Script to monitor the pattern in the log file

hi All,
how to find a pattern in the log file & display the above and below line
for example in the log file, i have many lines, whenever i search for "Category" it should display the above line with only few parameter like i want only the location name & department name
Thu Jul 02 11:05:23 2009<location> noth amer</location><Site>ohioc</site><department>IT sales</department><country>UAT</country>
Thu Jul 02 11:05:39 2009 ird: INFO: (pack) We have a Problem Record. pp_HPD: category, Type is invalid
Thu Jul 02 11:05:39 2009 please enter the corrct details

in the below code i'm able to get only the above line
Logn="file name"
for log in $Log
do
cat $log |sed -n -e'/Category/{x;1!p;}' -e h |grep "`date +%a' '%b' '%d`" >> $Logn/System_Log
done

but i'm not getting the custom parmater from the above line

try this

sed -n -e '/Category/{=;x;1!p;g;$!N;p;D;}' -e h $log |grep "`date +%a' '%b' '%d`" 

lose cat at the beginning. It is called UUOC - useless use of cat

use `date +%a' '%b' '%d` once is enough. don't put it together with grep. you don't want to call date everytime sed pass a line to grep.

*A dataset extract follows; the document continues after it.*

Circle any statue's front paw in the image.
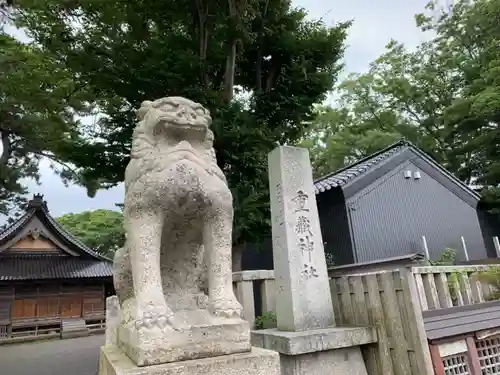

datepattern=`date +%a' '%b' '%d` 
sed .... | grep $datepattern

with GNU awk

awk 'BEGIN{
 datepattern = "^"strftime("%a %b %d",systime())
}
/category/{
    if (x ~ datepattern){
        scrape(x)        
    }
    getline l
    if (l ~ datepattern){
        # do something with below line
    }   
}
{
 x=$0
}
function scrape(s){
        o=s
        gsub(/.*<location>/,"",o)       
        gsub(/<\/location>.*/,"",o)
        print "location: ",o
        gsub(/.*<department>/,"",x)
        gsub(/<\/department>.*/,"",x) 
        print "dept: "x
}' file